И вот он приходит в нужное учреждение.
Однако в тот день вышестоящее начальство было слишком занято и не смогло его принять.
Оно выпроваживает посетителя, говоря, что тому надо обратиться к секретарю парткома!
Но секретарь парткома выказывает недовольство:
— Вашего директора я хорошо знаю. Это толковый товарищ.
Так в чем же ваша жалоба?
— Многое хотелось бы спросить у того, кто, не стесняясь, занимается растратами,
берет взятки, содержит некую сладкую пчелку.
Пользуется услугами массажного салона, пьет изысканные вина,
Да еще путешествует, летает на самолете и все за счет государства. Как же так?
Чем больше слушает секретарь, тем сильнее беспокоится.
— Указывая на лысого монаха, здесь, как я вижу, поносят облезлого осла.

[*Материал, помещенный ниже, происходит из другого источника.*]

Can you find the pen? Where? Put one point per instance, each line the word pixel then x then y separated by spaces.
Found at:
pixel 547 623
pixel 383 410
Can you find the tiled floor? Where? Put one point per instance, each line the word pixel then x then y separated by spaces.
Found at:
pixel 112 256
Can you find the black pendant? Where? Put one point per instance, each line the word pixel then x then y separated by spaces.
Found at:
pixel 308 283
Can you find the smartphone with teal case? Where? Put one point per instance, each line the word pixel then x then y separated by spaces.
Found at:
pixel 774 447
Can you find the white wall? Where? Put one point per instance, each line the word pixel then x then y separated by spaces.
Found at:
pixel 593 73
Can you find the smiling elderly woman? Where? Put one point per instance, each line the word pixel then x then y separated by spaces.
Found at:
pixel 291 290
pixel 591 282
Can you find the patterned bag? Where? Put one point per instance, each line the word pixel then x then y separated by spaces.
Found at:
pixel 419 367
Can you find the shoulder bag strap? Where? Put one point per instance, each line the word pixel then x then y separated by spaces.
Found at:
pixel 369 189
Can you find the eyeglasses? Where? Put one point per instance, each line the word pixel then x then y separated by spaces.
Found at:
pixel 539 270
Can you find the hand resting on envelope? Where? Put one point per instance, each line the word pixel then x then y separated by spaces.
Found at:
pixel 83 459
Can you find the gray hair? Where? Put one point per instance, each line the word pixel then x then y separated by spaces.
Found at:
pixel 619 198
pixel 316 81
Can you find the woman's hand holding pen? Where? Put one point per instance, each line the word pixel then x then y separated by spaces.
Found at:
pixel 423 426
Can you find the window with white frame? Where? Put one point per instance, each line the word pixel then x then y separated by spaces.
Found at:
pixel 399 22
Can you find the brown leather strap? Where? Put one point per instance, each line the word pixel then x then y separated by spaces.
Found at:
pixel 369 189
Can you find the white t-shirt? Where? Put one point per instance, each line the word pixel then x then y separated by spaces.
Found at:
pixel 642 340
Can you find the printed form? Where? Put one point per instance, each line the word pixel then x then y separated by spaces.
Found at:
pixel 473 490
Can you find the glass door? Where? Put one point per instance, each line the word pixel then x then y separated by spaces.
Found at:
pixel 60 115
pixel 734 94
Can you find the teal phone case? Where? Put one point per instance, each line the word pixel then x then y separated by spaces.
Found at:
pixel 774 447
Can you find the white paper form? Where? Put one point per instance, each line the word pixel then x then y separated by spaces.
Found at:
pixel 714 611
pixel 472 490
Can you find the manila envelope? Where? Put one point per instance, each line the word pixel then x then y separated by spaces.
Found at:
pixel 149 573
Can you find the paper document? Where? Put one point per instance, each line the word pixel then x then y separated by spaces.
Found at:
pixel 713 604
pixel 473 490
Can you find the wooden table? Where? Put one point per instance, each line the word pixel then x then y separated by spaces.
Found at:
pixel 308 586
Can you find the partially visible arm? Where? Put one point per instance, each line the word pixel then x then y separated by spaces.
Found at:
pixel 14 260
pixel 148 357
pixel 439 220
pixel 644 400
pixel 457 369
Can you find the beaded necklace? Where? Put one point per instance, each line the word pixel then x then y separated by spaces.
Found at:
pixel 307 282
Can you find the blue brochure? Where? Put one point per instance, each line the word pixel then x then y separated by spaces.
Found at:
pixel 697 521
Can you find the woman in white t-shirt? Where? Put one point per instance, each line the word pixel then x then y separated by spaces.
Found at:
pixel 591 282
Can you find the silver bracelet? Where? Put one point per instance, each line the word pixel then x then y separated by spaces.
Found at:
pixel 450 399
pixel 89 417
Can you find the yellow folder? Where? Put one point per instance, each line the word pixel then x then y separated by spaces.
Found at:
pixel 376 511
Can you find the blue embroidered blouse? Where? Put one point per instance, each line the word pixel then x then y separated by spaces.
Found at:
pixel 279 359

Он встает, хлопает дверью и уходит, злобно теребя обшлага пиджака.
И вот он сидит в машине, везущей его к общественному пруду, где он сможет половить рыбу в свое удовольствие.

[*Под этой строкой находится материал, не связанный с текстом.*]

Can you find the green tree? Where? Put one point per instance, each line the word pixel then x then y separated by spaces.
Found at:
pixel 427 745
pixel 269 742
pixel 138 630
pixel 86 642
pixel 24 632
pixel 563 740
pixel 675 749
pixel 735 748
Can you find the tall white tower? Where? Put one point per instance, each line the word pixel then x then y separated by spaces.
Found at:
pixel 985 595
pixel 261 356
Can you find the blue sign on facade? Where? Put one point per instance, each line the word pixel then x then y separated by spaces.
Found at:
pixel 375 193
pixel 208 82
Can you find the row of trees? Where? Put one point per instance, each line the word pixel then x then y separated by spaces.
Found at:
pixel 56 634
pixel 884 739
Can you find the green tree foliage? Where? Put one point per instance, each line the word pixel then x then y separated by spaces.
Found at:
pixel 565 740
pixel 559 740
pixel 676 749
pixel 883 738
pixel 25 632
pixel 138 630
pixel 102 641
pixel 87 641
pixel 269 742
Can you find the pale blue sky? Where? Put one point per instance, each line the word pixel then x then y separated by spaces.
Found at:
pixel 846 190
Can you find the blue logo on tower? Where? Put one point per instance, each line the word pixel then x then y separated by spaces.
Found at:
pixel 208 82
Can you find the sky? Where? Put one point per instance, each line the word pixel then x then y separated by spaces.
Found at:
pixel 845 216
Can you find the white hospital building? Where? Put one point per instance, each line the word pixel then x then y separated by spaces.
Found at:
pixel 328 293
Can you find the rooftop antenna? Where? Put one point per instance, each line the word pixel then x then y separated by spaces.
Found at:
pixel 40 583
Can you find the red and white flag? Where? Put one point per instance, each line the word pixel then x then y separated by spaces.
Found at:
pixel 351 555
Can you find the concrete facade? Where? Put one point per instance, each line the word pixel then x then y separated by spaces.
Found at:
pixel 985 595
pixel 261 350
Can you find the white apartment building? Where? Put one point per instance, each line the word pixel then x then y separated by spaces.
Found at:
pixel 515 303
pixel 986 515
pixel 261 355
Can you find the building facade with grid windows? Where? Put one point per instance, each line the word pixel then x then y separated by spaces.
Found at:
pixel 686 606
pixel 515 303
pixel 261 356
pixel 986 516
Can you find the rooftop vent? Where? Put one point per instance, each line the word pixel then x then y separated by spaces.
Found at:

На карикатуре к стихотворению, напечатанному в ежемесячном журнале Китайская карикатура [ «Чжунго маньхуа»] (Тянь-цзинь, сентябрь, 1998), изображен мужчина, который левой рукой держит за гриву маленького льва, а правой указывает на него, обращаясь к недовольно взирающему на все это большому льву со словами: «Соизволю сообщить следующее: вот он тайком таскает моих кур».
Уж очень трясок конь
«…Как-то не очень давно… жила в нашем городе именитая дама, добрых нравов и находчивой речи, достоинства которой заслуживают, чтобы ее имя не было умолчено: звали ее мадонна Оретта, она была женою мессера Джери Спина. Раз случилось ей быть, как и нам, в деревне, и она гуляла, переходя с одного места на другое, с дамами и мужчинами, обедавшими у нее в тот день; путь от места, откуда они вышли, к тому, куда намеревались идти пешком, был, может быть, несколько долог; один из мужчин, бывший в обществе, и говорит: «Мадонна Оретта, если вам угодно, я повезу вас большую часть предстоящего нам пути на коне, рассказав вам прелестнейшую в свете новеллу». На это дама ответила: «Мессере, я попрошу вас о том, и даже очень, мне будет чрезвычайно приятно». Господин рыцарь, которому меч сбоку, быть может, так же мало пристал, как речь устам, лишь только услышал это, стал сказывать новеллу, которая сама по себе была в самом деле прекраснейшая, но он страшно портил ее, три, четыре раза или и шесть раз повторяя те же слова, то возвращаясь к рассказанному, то говоря: это я сказал не ладно; часто ошибаясь в именах, ставя одно вместо другого; не говоря уже о том, что он выражался отвратительно, если взять в расчет качество действующих лиц и события, какие приключались. Пока мадонна Оретта его слушала, у нее часто являлся такой пот и так падало сердце, как будто она больна или кончается. Не будучи в состоянии выдержать более и понимая, что рыцарь забрел в чащу и оттуда не выберется, она сказала шутливо: «Мессере, ваш конь очень уж трясок; поэтому, будьте добры, спустите меня!» Рыцарь, кстати, более чуткий к намекам, чем хороший рассказчик, понял остроту, обратил ее в смех и шутку и, перейдя к другим рассказам, оставил без конца начатую и дурно рассказанную новеллу» (Боккаччо. Декамерон. День шестой, новелла первая. Пер. с ит. Н. Любимова).